I need a little help writting a preg_match all expression.

 

I have a file with recurring sets of guestbook entries  - each entry looks like:

 

<b>Hey Darren,

Congratulations on your Broadway successes as well.

Best, Tad</b><br>
Tad <info@globaldog.com><br>
Nashville, TN USA - Saturday, September 06, 2003 at 10:42:56 (EDT)<hr>

 

and I have put the whole file into a php variable $oldStuff.

 

I want to preg_match_all to be able to convert the entries into a proper syntax for a mysql insert.

here is an example of the insert I want to do:

INSERT INTO `jos_phocaguestbook_items` (`id`, `catid`, `sid`, `username`, `userid`, `email`, `homesite`, `ip`, `title`, `content`, `date`, `published`, `checked_out`, `checked_out_time`, `ordering`, `params`) VALUES
(1, 1, 0, 'Alex Fregal',0,'','','','Tuscon, AZ USA', 'Saw you in Tuscon in 2005 with Movin Out and was blown away by your performance and stamina.Merry Christmas and a very successful 2008 and beyond.', '2008-09-26 11:41:53', 1, 0, '0000-00-00 00:00:00', 1, ''),

 

And here is my preg_match_all so far:

preg_match_all("|<[^>]+>(.*)</[^>]+>|U",$oldStuff,$out,PREG_PATTERN_ORDER);
foreach($out as $input){
echo $input[2].','.$input[1].','.$input[0];
}

 

which only grabs the info between <> and </>

I also need to grab the name that is between the <br>'s

and the location that is between the last <br> and a "-"

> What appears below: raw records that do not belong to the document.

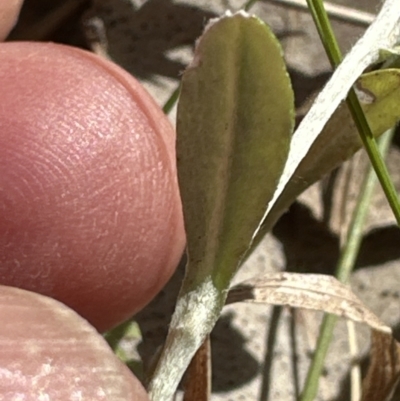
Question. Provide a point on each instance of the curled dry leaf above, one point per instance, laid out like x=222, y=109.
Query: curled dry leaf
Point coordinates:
x=198, y=374
x=309, y=291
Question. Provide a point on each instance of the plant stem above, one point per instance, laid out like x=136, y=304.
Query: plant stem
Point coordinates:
x=170, y=103
x=344, y=268
x=329, y=42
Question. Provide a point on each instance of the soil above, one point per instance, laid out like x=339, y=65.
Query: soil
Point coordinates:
x=258, y=352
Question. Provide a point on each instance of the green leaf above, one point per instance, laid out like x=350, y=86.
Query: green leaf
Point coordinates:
x=234, y=125
x=379, y=94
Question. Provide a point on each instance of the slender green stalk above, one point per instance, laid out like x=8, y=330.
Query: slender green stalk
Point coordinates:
x=325, y=31
x=249, y=4
x=329, y=41
x=344, y=269
x=170, y=103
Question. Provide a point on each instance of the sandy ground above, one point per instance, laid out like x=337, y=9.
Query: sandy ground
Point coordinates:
x=262, y=352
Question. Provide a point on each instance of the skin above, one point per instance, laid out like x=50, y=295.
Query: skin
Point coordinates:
x=89, y=201
x=90, y=214
x=54, y=354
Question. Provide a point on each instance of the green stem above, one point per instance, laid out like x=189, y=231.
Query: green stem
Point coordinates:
x=249, y=4
x=170, y=103
x=329, y=41
x=344, y=268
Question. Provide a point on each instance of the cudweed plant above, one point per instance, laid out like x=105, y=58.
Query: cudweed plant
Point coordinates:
x=240, y=166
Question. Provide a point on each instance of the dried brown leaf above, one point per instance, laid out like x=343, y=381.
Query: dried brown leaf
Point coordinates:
x=309, y=291
x=384, y=369
x=198, y=375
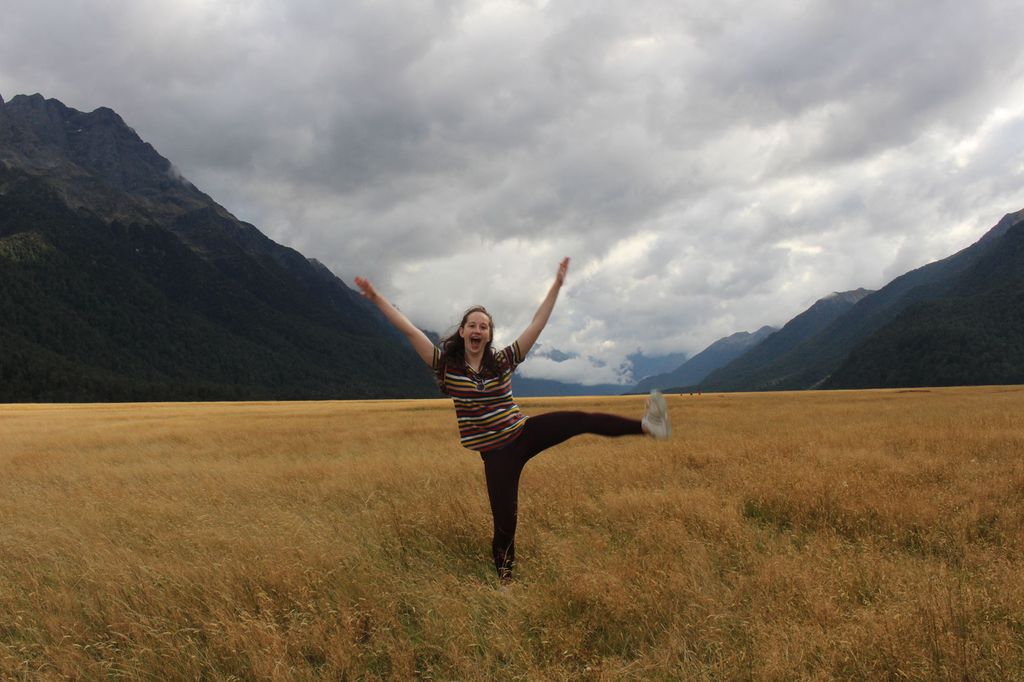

then lastly I need to grab and convert the date which is between the "-" and the <hr>

 

Can anyone help me write the preg_match_all to do this??

 

Thanks

Humm try this

 

<?php
preg_match_all("%<[^>]+>(.*)</[^>]+><br>\s*(.*?)\s<.*?;<br>\s*(.*?)\s-\s(.*?)<hr>%si",$oldStuff,$out,PREG_PATTERN_ORDER);
foreach($out as $input){
echo $input[1].",";
echo $input[2].",";
echo $input[3].",";
echo $input[4]."<br>";

}
?>

the way to work with strings is to think simple.

break your work functions into simple steps. Here's a way without using complex regex.

$file="file";
// since you said its recurring, we can split on <b>
$data=split("<b>",file_get_contents($file));
foreach ($data as $k => $v){
if( !empty($v)) {
    // split on <br>
    $s = split("<br>",$v);
    print_r($s);
    //work on $s from here to get your items.
} 
}


PREG_PATTERN_ORDER should be PREG_SET_ORDER

example

<?php
$oldStuff = '
<b>Hey Darren,

Congratulations on your Broadway successes as well.

Best, Tad</b><br>
Tad <info@globaldog.com><br>
Nashville, TN USA - Saturday, September 06, 2003 at 10:42:56 (EDT)<hr>';
preg_match_all("%<[^>]+>(.*)</[^>]+><br>\s*(.*?)\s<.*?;<br>\s*(.*?)\s-\s(.*?)<hr>%si",$oldStuff,$out,PREG_SET_ORDER);
foreach($out as $input)
{
echo $input[1].",";
echo $input[2].",";
echo $input[3].",";
echo $input[4]."<br>";

}
?>

That seems to work with just the one entry - but if add another like:

<?php
$oldxStuff = '
<b>just saw darren perform on broadway with movin out. he was amazing. he would make billy joel proud. congrats darren.</b><br>
anthony sharkey <sharkeyanthony@aol.com><br>
USA - Thursday, September 11, 2003 at 17:23:17 (EDT)<hr>

<b>Hey Darren,

Congratulations on your Broadway successes as well.

Best, Tad</b><br>
Tad <info@globaldog.com><br>
Nashville, TN USA - Saturday, September 06, 2003 at 10:42:56 (EDT)<hr>';
preg_match_all("%<[^>]+>(.*)</[^>]+><br>\s*(.*?)\s<.*?;<br>\s*(.*?)\s-\s(.*?)<hr>%si",$oldxStuff,$out,PREG_SET_ORDER);
foreach($out as $input)
{
   echo $input[1].",";
   echo $input[2].",";
   echo $input[3].",";
   echo $input[4]."<br>";

}
?>

 

The out put looks like:

 

just saw darren perform on broadway with movin out. he was amazing. he would make billy joel proud. congrats darren.</b><br>
anthony sharkey <sharkeyanthony@aol.com><br>
USA - Thursday, September 11, 2003 at 17:23:17 (EDT)<hr>

<b>Hey Darren,

Congratulations on your Broadway successes as well.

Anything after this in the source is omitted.